我ながら呑気だな、そんな風に感じていると、男が荷物を漁っていた光景を思い出した。
「そういえば…」
「どうしましたか?」
もも自身でもびっくりするぐらいの、呟くような声であったが剣は聞き逃さなかった。
「あそこら辺で男の人がビンを落としたんです」
視線となんとか動かした指先で場所を指す。
その位置を見ながら剣は顎を動かすと、部屋を調べていた隊員の一人が探し始めた。
するとあまり時間もかからず、見つけた物を隊員から手渡しされた。
「これは…」
それは先ほど葛城が飲もうとしていたビンと同じであった。
――マーメイド…研究シたかっタ
自分を見ずに言った言葉が、頭の中で響いた。
もしこの液体が葛城の変化と直接関係していれば。
もしこれが自分の想像している物であれば。
だがその考えは剣にとって最悪のものであり、大きな不安がのしかかった。
そんな心境でビン越しに、水のように揺れる液体を眺めていると――
「綺麗」
そんな一言が、聞こえた。
「え?」
思わずそんな言葉を出しながら、声の主であるももを見た。
しかしその視線はビンではなく、自分の顔に向けられていた。
「里中さんの目って、奇麗な赤色なんですね」
ももへ向き合った剣の右目。
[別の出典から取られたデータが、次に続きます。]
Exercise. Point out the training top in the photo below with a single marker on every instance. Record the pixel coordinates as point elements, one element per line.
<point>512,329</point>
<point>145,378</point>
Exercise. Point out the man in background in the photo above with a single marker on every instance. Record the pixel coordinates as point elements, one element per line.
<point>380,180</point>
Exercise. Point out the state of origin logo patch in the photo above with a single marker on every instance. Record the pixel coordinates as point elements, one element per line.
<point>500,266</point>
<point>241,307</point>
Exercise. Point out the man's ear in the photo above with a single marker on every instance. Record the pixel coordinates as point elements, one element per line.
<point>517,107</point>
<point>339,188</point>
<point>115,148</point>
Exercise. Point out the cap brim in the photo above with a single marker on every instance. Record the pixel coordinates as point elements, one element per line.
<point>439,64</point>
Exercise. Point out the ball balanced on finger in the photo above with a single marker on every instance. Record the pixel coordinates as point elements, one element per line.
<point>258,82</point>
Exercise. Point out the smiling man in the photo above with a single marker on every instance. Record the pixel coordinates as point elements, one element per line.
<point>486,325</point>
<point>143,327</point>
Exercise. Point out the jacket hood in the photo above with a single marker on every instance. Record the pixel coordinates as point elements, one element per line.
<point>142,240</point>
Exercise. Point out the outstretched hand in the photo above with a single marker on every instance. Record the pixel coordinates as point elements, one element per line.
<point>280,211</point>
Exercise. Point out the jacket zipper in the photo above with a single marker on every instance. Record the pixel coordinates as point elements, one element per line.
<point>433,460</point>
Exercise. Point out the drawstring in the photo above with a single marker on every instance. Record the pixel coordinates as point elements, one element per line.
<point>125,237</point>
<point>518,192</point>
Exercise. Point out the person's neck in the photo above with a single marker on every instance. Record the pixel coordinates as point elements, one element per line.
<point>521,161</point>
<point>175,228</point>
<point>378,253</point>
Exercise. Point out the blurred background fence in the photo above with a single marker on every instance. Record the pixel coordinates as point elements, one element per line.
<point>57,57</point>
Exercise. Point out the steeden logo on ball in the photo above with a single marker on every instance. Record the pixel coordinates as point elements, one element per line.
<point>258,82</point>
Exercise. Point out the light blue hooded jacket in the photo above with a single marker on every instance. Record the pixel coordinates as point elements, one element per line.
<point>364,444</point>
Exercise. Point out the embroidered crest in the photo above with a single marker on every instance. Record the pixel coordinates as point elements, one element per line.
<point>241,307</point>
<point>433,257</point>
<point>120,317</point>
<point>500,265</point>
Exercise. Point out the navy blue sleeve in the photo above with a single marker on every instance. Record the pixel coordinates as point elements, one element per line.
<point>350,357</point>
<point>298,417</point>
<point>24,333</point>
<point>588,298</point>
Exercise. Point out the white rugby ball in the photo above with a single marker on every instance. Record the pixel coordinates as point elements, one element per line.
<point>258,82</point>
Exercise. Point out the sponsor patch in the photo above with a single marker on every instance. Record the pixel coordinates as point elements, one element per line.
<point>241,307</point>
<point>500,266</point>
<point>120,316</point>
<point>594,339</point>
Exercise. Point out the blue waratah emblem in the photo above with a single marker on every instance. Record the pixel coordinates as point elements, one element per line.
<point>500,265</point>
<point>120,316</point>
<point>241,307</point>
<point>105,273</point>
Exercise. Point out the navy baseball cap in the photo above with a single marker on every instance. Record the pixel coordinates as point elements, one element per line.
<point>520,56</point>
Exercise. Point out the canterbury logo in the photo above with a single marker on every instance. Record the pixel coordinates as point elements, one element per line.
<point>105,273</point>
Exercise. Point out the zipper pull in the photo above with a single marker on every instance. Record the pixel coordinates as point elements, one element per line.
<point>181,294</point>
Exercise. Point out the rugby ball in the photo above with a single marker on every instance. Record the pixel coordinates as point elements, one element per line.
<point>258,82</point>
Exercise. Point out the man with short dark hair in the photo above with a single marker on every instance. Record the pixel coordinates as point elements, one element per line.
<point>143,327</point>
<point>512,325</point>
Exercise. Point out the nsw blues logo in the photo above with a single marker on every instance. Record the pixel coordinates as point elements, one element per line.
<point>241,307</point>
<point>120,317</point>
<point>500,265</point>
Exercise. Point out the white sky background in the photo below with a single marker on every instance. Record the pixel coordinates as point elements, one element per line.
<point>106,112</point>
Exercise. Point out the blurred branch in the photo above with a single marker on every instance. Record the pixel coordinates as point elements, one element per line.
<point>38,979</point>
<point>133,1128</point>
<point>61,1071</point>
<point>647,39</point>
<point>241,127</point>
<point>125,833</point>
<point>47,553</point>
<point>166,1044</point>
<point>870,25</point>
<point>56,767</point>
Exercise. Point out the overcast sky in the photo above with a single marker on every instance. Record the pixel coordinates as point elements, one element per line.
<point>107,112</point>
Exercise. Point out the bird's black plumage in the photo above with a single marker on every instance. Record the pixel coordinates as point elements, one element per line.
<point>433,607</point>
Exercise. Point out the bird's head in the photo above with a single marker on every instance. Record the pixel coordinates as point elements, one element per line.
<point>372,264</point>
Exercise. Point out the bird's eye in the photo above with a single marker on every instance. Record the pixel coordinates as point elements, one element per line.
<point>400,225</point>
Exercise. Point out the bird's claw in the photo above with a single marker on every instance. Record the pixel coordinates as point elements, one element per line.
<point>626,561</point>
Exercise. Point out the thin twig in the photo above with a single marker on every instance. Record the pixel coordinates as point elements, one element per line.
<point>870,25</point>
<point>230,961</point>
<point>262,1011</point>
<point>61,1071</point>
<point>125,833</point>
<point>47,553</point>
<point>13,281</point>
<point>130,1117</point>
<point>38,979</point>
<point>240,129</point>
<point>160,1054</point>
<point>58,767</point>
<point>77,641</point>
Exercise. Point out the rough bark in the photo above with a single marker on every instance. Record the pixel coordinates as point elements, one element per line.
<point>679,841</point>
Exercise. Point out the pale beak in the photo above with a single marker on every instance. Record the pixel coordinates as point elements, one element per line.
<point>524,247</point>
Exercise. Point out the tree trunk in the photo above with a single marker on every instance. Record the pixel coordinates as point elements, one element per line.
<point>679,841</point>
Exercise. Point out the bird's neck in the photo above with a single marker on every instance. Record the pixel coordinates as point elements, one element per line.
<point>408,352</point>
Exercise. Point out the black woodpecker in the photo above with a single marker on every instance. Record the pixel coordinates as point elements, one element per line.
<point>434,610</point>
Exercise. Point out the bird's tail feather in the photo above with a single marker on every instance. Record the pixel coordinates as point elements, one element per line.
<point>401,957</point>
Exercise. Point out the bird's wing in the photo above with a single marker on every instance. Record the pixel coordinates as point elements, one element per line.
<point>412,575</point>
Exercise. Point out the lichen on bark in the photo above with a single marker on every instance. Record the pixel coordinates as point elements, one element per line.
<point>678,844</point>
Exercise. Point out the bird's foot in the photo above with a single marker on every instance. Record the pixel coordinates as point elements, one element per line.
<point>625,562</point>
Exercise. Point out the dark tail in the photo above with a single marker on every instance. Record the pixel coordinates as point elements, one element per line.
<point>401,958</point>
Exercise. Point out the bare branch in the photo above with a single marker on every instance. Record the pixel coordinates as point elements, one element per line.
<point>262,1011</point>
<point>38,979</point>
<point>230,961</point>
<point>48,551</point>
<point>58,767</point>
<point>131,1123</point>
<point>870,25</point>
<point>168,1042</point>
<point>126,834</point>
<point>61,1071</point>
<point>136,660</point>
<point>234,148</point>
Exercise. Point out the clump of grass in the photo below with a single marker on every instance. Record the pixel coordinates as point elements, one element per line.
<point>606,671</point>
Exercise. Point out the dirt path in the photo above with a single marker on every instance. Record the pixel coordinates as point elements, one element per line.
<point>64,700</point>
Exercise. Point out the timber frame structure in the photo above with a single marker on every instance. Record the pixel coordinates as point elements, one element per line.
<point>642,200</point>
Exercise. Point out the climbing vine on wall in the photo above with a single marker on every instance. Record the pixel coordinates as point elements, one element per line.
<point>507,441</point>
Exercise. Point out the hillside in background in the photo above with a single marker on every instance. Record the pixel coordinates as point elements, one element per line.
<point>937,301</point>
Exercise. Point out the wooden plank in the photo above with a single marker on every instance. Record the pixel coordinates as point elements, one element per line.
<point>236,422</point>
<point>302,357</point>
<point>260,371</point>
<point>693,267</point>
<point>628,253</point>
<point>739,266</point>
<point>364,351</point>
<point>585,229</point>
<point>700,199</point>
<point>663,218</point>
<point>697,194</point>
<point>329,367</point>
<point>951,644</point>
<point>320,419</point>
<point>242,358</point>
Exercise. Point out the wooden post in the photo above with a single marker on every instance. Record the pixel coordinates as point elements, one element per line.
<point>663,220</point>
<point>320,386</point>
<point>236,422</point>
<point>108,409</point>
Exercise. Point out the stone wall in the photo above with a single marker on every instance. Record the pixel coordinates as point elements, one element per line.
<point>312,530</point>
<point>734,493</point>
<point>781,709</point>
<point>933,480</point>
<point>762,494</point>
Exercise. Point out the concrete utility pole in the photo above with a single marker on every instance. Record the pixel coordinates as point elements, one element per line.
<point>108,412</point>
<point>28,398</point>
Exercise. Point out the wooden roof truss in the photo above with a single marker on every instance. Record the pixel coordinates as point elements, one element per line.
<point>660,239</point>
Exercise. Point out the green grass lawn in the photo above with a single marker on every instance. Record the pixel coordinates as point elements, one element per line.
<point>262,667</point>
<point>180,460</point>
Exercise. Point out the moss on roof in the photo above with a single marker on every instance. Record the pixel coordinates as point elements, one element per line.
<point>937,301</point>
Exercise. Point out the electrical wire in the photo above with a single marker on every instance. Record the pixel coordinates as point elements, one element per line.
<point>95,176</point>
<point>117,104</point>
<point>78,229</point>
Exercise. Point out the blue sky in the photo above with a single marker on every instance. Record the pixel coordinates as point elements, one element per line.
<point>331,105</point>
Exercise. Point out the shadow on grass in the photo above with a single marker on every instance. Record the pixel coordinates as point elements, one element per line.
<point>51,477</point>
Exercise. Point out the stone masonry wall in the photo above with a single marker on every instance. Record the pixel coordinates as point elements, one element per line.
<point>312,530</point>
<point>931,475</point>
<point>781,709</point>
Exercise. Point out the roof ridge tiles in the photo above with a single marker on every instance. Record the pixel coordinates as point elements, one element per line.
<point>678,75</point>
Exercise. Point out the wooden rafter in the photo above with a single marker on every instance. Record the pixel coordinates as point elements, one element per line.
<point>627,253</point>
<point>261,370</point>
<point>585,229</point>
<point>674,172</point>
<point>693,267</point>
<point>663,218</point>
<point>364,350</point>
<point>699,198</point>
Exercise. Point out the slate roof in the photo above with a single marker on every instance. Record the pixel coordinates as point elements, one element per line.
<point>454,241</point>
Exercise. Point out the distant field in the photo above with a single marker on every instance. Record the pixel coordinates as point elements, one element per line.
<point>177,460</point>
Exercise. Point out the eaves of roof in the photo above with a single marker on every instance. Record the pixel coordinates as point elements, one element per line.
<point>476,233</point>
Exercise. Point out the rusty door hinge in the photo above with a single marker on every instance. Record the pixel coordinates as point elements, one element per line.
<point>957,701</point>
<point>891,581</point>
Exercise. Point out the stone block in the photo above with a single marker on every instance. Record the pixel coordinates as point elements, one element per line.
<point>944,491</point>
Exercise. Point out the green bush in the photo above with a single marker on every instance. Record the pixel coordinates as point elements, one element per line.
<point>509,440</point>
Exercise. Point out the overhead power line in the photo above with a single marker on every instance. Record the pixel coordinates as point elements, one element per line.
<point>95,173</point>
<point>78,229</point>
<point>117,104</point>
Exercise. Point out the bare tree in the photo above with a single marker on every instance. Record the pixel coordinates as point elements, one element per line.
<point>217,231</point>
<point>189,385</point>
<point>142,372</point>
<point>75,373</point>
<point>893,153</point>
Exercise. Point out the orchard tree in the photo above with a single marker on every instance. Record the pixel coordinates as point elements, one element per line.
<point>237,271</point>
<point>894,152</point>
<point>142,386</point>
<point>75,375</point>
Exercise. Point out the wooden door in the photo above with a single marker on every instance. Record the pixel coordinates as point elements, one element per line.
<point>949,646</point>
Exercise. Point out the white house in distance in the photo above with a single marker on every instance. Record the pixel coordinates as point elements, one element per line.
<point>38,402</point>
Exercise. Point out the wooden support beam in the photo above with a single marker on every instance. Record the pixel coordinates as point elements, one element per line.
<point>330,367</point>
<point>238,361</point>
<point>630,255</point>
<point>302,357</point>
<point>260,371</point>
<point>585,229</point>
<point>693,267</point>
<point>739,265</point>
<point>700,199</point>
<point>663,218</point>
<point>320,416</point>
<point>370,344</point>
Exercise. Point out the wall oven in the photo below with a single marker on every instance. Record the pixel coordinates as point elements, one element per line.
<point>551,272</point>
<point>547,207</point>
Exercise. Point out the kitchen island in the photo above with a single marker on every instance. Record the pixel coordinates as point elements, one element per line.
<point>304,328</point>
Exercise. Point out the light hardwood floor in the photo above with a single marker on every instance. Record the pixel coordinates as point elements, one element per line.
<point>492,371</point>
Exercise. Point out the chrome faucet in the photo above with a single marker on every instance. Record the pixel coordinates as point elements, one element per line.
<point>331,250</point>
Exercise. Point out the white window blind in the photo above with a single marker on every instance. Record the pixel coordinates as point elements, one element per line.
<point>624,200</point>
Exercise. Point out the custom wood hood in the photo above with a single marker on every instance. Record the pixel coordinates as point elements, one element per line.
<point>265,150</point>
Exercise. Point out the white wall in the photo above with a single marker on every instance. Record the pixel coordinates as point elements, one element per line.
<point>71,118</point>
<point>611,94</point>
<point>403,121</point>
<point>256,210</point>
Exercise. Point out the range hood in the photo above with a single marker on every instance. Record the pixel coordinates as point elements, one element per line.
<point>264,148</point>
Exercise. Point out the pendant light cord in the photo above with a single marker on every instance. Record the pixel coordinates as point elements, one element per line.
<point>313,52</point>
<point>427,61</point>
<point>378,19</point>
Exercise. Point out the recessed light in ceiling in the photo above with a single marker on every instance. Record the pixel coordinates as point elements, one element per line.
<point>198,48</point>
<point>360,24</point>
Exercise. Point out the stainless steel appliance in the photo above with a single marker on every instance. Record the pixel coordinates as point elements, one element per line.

それは赤色の虹彩をしていた。
普段カラーコンタクトで黒色にして隠していたのだが、先程の騒動で外れてしまっていたのだ。
「…いや、これは」
なにを言うつもりだったのか、自分でも分からないまま口を開いていた。
だが何か言うよりも先に、ももの瞼は落ちていった。
「……」
なにも言わずにビンを服の中に仕舞うと、静かに寝息をたてているももを抱えて外へと歩き出した。